As mentioned before, a tile is used to keep the trapdoor from falling through. Lego simply raised the platform one plate high, leaving an ugly gap. It's a quick fix with the right parts, but it's still slightly annoying.
The “connectors” (1x1 plates and wedges) on the far side are more useful than the ones right next to the door that I showed you earlier. Lego used to include a fold-out advertisement with the Harry Potter sets that showed you how they could be put together. The obstacles at the end of the first Harry Potter book were made into three sets: this one, the Chamber of Winged Keys, and the Final Challenge. If you placed the Chamber of Winged Keys with one part on top of the Final Challenge, the other end would attach here. It doesn't make very much sense play-wise (Harry would end up below if he went into the trapdoor, yet the next challenge is behind Fluffy) but it's still a nifty concept. Here's a picture of the set-up:
Here's a brief video showcasing the trap door function and Devil's Snare feature. Enjoy!
Design: 7/10 The building has an interesting shape and a color scheme that matches the setting well. There's enough detail to make the set feel full, but not an excessive amount of detail to get in the way of storytelling. However, some parts of the set seem chunky or imbalanced, like the green roof area. In addition, some of the color mixing doesn't look very good in the support columns.
Parts: 6/10 A standard assortment of bricks, plates, and arches. The set contains a few interesting pieces, like the spectacular printed flute, but I wouldn't consider this a parts pack by any means.
Build: 5/10 Straight-forward with no surprises or interesting techniques.
Minifigs: 9/10 All the characters in the book scene are present, including a fantastic molded Fluffy. By today's standards, they're a bit bland, but I think their simplicity is just fine.
Playability: 7/10 The trap door and Devil's Snare function is one of the more innovative Harry Potter traps. With everything you need to recreate the iconic scene, the playability options are pretty good.
Price: 9/10 If this set originally retailed for $30 USD, that's a very good price. Yes, the piece count is only around 238, but there are several baseplates, a molded three-headed dog, and a special staircase.

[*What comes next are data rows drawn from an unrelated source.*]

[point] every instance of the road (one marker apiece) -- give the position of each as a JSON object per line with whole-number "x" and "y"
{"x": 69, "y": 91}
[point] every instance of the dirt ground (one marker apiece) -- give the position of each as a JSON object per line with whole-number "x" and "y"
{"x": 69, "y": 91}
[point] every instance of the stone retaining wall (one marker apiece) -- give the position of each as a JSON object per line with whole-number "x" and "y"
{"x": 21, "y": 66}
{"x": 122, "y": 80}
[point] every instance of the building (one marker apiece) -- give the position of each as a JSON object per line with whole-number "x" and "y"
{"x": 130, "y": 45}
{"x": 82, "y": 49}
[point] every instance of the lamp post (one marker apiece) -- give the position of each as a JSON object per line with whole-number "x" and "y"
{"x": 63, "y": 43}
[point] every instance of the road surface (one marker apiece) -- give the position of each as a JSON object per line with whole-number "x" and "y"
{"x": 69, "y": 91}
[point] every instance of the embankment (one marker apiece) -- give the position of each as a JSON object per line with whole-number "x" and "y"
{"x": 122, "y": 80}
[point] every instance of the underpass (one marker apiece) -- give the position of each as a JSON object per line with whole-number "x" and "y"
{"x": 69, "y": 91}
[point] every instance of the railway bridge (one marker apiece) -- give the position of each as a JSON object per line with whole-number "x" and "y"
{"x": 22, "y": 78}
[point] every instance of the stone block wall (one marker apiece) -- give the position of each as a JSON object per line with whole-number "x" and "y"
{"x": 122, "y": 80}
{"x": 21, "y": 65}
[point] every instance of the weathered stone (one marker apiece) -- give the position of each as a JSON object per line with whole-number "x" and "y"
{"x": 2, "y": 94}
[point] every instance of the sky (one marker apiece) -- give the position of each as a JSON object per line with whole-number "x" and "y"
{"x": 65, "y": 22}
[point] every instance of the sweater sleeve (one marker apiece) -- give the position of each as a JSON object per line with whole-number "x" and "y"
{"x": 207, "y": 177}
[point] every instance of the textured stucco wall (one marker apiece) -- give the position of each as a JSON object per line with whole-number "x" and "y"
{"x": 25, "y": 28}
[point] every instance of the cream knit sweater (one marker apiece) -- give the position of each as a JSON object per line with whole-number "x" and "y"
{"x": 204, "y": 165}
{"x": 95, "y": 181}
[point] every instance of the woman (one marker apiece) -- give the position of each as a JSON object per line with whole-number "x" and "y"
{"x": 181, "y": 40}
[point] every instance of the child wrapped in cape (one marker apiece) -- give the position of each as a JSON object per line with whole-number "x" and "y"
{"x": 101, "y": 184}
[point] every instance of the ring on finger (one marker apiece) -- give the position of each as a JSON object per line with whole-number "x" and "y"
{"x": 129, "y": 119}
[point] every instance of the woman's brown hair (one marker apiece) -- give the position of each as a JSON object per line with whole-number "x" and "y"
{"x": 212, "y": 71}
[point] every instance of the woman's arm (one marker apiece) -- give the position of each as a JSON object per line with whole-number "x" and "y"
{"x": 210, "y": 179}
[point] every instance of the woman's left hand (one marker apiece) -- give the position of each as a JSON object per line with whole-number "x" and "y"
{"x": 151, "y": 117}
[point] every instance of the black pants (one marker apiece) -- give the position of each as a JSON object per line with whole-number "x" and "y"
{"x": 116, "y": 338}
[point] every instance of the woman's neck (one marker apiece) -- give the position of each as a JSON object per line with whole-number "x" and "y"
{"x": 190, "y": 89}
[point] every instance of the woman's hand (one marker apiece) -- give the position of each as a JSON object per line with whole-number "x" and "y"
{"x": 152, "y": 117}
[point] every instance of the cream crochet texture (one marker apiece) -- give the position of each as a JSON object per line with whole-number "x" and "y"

Total: 43/60 This set brings plenty of interesting things to the table - Fluffy, the flute, and a unique trap. However, the parts that aren't special are really quite boring - the tall chamber, the bulky roof. If you don't mind the mundane aspects and you want the specials that it features, then this set is definitely for you. If you just want a flute, just buy it on Bricklink for a few bucks, rather than getting the entire set. This medium-sized modular castle set is an interesting twist on the Harry Potter theme, but it has its flaws.